M. Jean Dionis du Séjour. Cet amendement est important. Christian Paul a raison de parler de deux visions. Car cet amendement, s’il était adopté, contesterait aux opérateurs techniques la possibilité de gestion. Or nous voulons une architecture claire, avec, d’un côté, un internet qui soit un service universel dont on débat, et garantissant un internet de qualité à tous et, de l’autre côté, des services gérés. Mais il ne faut pas être ambigu : ils seront gérés à l’initiative des prestataires internet eux-mêmes, certainement pas à l’initiative des utilisateurs et de l’ARCEP. Cette architecture n’est pas la bonne. C’est pourquoi nous contestons fondamentalement cet amendement n° 7 »
J'ai pu lire ça et là qu'une telle liberté de choix était utopique... Commentaires qui ne sont pas sans rappeler ceux qui, en France, à la fin des années 90, prédisaient l'échec rapide de cet Internet «dépourvu de modèle économique».

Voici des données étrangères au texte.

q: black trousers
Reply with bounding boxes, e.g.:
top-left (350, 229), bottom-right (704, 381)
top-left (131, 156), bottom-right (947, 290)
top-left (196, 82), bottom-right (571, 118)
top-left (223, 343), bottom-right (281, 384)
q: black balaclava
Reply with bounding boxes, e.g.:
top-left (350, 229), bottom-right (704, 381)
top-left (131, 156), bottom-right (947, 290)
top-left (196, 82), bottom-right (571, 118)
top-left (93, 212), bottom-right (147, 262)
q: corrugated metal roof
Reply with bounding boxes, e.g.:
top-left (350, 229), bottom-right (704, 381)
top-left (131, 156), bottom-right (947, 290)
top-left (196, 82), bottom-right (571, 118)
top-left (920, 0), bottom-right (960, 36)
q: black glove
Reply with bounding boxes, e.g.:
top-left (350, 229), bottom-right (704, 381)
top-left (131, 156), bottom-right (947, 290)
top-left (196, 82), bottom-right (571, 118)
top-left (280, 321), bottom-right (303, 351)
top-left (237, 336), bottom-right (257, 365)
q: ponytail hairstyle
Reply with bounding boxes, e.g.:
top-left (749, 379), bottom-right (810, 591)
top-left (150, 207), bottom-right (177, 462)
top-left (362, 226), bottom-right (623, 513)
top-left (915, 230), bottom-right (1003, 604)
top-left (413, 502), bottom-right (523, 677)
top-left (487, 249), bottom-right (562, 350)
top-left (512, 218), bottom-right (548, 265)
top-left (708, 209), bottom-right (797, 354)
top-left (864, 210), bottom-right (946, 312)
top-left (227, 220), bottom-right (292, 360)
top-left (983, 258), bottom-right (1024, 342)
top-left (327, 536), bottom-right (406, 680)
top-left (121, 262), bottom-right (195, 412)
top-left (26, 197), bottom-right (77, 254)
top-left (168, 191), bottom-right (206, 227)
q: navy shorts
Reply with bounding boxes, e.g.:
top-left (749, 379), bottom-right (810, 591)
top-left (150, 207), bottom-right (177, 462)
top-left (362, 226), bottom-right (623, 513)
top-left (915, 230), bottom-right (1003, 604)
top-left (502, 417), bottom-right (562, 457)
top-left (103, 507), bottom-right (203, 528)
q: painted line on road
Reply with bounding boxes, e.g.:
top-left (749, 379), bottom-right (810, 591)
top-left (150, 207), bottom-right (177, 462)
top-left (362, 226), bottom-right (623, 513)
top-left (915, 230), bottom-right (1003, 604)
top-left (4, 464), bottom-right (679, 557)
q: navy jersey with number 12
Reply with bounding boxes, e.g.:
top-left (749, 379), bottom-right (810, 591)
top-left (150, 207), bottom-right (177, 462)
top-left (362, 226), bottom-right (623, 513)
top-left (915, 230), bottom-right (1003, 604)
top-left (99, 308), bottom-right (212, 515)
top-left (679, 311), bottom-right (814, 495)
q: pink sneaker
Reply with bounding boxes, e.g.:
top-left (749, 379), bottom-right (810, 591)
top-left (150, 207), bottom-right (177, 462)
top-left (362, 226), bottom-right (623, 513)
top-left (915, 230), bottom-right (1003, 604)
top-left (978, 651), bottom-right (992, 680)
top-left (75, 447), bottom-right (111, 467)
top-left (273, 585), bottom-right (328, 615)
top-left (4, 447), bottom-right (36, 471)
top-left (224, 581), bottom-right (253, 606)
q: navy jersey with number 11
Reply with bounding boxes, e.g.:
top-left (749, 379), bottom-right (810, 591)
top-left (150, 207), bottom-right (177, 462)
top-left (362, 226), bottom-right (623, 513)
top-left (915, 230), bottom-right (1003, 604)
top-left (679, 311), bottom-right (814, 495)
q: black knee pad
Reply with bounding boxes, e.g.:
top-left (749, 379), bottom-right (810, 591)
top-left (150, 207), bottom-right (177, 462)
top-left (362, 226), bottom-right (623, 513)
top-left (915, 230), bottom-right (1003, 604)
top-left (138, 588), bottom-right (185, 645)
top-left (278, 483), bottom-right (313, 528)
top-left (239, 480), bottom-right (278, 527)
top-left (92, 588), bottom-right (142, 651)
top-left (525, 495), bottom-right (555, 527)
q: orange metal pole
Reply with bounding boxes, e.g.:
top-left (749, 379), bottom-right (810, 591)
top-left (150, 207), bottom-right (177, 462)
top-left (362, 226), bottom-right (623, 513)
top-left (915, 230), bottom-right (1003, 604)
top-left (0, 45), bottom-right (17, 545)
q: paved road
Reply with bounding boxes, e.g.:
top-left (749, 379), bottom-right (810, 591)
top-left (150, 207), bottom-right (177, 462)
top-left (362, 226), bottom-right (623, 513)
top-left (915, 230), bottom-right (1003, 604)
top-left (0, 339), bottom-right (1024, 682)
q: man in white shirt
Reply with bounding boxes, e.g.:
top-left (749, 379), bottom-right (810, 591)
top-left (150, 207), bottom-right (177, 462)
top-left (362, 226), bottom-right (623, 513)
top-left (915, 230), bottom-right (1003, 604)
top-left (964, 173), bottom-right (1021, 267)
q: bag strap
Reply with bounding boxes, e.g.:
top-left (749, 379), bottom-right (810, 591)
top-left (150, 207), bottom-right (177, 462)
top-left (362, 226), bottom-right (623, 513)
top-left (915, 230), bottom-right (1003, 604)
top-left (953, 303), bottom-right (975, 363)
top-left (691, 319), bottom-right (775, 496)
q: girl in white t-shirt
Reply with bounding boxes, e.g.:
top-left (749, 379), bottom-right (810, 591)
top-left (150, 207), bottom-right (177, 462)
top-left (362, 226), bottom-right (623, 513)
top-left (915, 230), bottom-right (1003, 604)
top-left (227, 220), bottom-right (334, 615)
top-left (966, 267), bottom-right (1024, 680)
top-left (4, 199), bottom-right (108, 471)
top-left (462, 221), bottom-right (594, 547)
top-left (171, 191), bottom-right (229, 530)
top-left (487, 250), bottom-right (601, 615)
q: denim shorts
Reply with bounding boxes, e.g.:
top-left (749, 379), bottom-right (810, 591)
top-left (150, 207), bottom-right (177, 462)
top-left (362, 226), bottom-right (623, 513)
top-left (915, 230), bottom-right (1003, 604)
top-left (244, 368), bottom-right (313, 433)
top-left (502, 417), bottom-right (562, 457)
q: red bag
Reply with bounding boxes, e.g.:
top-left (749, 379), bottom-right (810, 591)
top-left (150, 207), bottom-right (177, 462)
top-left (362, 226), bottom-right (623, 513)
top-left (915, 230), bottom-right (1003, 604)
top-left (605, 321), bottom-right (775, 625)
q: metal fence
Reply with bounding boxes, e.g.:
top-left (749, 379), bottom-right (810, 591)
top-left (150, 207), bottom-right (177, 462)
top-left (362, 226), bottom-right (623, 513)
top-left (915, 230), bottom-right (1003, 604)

Construire une position socialiste
La troisième réponse à la question "pourquoi une PPL ?" est que l'opposition, ou du moins celle qui aspire à gouverner, doit travailler sur un sujet tel que la neutralité du net. Une PPL n'est pas un texte rapidement écrit que l'on jette en passant sur un coin du bureau de l'assemblée avant d'aller prendre son quatrième café de la journée. C'est au contraire, du moins lorsqu'il s'agit d'un texte déposé par un groupe, comme c'est le cas ici, le produit d'un travail collectif. Ce travail est ici collectif à double titre : d'une part, avec le débat en ligne autour de ce texte organisé dès août dernier ; d'autre part, avec son passage devant les commissaires du groupe socialiste intéressés par cette question, membres de la commission des affaires économiques, de la commission des lois et de la commission des affaires culturelles. Tout comme pour le débat en ligne, ce passage aura permis d'améliorer le texte et de dégager un accord politique sur son contenu. Il est d'ailleurs significatif que les trois vice-présidents socialistes des commissions précités aient co-signé le texte.
Bref ,grâce à ces travaux, qui se sont étalés sur plusieurs mois, la défense et la promotion de la neutralité du net est devenue une position collective du groupe socialiste et du parti socialiste. C'est un résultat qui justifie à lui seul le travail important que cette PPL a requis.
Et maintenant ?
Je suis convaincu que cette position n'est pas exclusive. Que le gouvernement et l'UMP défendent des des positions similaires, et nous pourrions arriver à un texte voté à l'unanimité. Les manoeuvres dilatoires de l'UMP sur ce sujet n'incitent cependant, hélas, cependant guère à l'optimisme.